One of the most difficult parts of statutory research for beginners is learning that statutes are published in two formats: chronological laws and codified laws. In the US, federal legislation is first published as a slip opinion and then bound into a volume of the Statutes at Large. These documents are useful for a researcher who wants to answer questions about intent or statutory language, as you want to see the entire law as it appeared when it was passed. However, most of the time a legal researcher merely needs to know what the law is at this moment on a particular topic. If a researcher wants to know the laws on hunting, they should not compare twenty pages of the statutes at large which chronologically amended the laws of hunting. They should look at the codified laws.
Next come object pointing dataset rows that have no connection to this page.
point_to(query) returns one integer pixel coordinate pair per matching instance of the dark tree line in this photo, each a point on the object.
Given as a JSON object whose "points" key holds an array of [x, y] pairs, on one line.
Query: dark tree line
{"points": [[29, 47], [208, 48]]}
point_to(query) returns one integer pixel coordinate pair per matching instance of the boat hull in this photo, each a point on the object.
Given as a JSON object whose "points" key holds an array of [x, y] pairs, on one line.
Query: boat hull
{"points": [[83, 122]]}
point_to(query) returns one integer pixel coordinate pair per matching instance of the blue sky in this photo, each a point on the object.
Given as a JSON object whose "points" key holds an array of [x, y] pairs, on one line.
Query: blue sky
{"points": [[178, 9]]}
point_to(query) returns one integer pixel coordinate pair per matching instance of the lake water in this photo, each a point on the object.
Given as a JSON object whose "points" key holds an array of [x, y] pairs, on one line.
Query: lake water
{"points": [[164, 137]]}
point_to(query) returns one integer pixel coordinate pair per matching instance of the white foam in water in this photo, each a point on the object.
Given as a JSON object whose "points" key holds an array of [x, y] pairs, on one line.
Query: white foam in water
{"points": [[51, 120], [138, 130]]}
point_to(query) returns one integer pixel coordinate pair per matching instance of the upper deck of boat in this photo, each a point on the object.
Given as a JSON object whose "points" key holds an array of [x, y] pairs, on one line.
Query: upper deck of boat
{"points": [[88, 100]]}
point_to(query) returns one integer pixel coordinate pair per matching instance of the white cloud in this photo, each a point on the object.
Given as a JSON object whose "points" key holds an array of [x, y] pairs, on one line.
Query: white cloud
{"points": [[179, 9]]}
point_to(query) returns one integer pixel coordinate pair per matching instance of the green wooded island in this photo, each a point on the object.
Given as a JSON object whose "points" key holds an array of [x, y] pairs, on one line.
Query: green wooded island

Students struggle with this concept as it is so different from any common publication system. When I teach statutory or regulatory research I use a lot of charts: charts of the life cycle of legislation, charts comparing the Statutes at Large to the Federal Register (both chronologically published) and the United States Code to the Code of Federal Regulations (both are codifications). The most helpful way to remember the difference is to call on students’ imagination in a metaphor.
I ask my students to picture the time of Robin Hood or King Arthur; a time of armor and knights and parchment. I ask them to picture the day a law was decreed. I usually don’t even mention that at that point in history there was no powerful legislature and laws were decreed by the king or dictator, but the metaphor holds even though it’s the wrong branch of government. I ask them to picture a person holding a scroll reading a new law to the illiterate peasants. I hold my arms out as if unrolling a scroll and loudly declare “on this day we have passed a new law and the law says…” Then I ask my students to imagine that all of those scrolls are flattened out and become a book. I know that scrolls were certainly not flattened and bound into books, but if they were, the book would be made up of one law after another, a day-by-day and page-by-page record of chronological lawmaking.
I remind my students that if you want to know what the law is today, you look at a code of law. Hypothetically, if you wanted to know if you could hunt deer in a forest today, you would open the code and look up the section on hunting and find that hunting is not permitted in that forest. But if you want to know the legislative intent (or dictatorial intent) behind a particular law, you don’t want to look at the code. You won’t know if the law was passed to punish Robin Hood or if the restriction on hunting was enacted for economic or safety reasons. If you look for intent in the chronological law instead, you may find a series of increasingly desperate proclamations by the Sheriff of Nottingham, criminalizing wearing green hoods and levying additional taxes on the already-poor in an attempt to catch Robin Hood.
Is my metaphor silly? Of course. But like the idea of Robin Hood or the legend of Camelot, sometimes a metaphor can have a big impact.